Broadside: A Decade Of Growth
It’s been ten years since the Virginian band, BROADSIDE, started out, slowly working their way into everyone’s playlists and album collections with their catchy melodies and poignant lyrics. From the demo, Far From Home, to two more albums throughout the rest of the 2010s. As the band have grown in the 10 years they’ve worked together, their upcoming third album, Into The Raging Sea, shows growth and maturity from the band. Vocalist Oliver Baxxter, explains further to Distorted Sound, as well as what to do to help arts during this pandemic.
“I think that offering some sort of relief fund that’s more active towards the idea of using the arts to benefit charities is how I think both parties could really grow, grow and get the word out,” Oliver says. “So the artists, painters, novelists, poets, and musicians can express their art while having the funds to work with charities that need the funds to obviously contribute back to society. With more people at home, more people are consuming art at a very fast pace and if you can get your artist and these people that they’re looking to for entertainment during this downtime.”

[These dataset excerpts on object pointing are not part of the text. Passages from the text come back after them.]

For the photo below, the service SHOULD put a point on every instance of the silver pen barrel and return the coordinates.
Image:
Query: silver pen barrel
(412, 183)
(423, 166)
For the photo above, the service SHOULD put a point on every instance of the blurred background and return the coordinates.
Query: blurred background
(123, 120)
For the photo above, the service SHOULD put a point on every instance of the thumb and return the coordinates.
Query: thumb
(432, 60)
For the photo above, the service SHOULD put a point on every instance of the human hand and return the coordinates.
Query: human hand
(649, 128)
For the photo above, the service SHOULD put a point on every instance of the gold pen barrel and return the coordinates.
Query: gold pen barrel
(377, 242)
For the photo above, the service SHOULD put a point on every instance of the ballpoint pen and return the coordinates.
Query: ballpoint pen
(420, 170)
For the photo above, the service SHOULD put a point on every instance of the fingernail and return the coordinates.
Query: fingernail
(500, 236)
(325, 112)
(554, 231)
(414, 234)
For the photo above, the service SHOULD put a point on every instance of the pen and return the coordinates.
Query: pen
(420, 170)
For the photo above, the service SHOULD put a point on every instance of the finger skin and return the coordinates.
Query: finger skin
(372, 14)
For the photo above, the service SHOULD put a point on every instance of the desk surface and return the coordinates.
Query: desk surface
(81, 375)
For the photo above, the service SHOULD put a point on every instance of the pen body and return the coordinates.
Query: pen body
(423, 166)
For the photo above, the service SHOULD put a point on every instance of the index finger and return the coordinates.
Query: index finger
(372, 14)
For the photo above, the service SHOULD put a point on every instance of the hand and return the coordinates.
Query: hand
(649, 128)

Into The Raging Sea is the third album from the band, where Oliver explains that this is a natural progression for the band to take in their music. “Between album two, album three, is when we’ve done the most growing. I lost close companions and I moved across the country and we’re no longer on the old label that we were on, you know, there are so many opportunities where I’ve learned how to establish myself under very stressful situations,” he says. “when approaching the album I was able to write from a place of growth, as opposed to a place of hope, and kind of dreaming and wanting. A lot of the first two records it’s a lot of, ‘I hope I hope I hope’, and now at this record, it feels just like I’m starting to see, and/or, this is what I want; as opposed to hoping, it’s saying, this is what I’m going to do to get there. On top of just a few more mature sounding notes and it’s in the music itself, I think those are the biggest changes.”
“I really hope that we gain new fans with our more tuned in, more mature sound, but I hope overall that it shows people that we can outlast the test of the change that our genre sees all the time, especially with new artists on the horizon constantly,” Oliver continues. “I can understand why it was the closest thing to attach it to, we kind of follow that genre and its melodies and take influence. I know some of my band members take influence from all the pop-punk bands growing up, but I would say definitely in the situation we’re in, it’s a bit silly to feel like, ‘oh should I be answering this like a pop-punk band or should I be answering like an artist who has been struggling with this for 10 years’, and I think either one, I’m flattered by. If it gets him in the door, that’s fine, we’ll, we’ll do the rest.”
So, how would Oliver describe the music on BROADSIDE in his own words? Simple. “We’re just like a standard pop-rock band, meaning a little bit more towards the pop on certain songs and a little more rock on the others. I would say more pop, but also more polished rock music,” he explains. “This is the first time that we’ve ever like gotten together and wrote the album in the same room. Our drummer Jeff, he’s the newest member of the band and so we sat down and he came to my flat like, I’d say about a year, year and a half ago. And we spent all the winter just sitting and writing songs and so half the songs that are on the record are actually were written right there in the living room like not much changed about them so usually what it is we’ll send bits and pieces by, you know, through just a long text thread, or just email one another and add their idea and send it back but with this one, it was just the very organic hands-on approach to writing the album.”
As like many bands aching to return once the pandemic is over, BROADSIDE are no exception, with Oliver describing his ideal location to perform. “You know, I have a man of small dreams I really just want to play somewhere tropical, you know, I want to play on a beach, and then I want to say, ‘I can’t believe that this same sunset I’ve been seeing setting for 30 years looks completely different’. That’s one of my dreams.” He adds, “it does feel like as a band we’re faced with this challenge where you know people are expecting something of us or expecting nothing and actually this is where a band starts to fall off the face of the earth, or they start to become solidified in their everyday lives. They’re not just like, you know, a new band anymore they’re kind of like people are looking at us with these expectations and that’s kind of what it feels like with being in this vast audience.”
Into The Raging Sea is out now via SharpTone Records.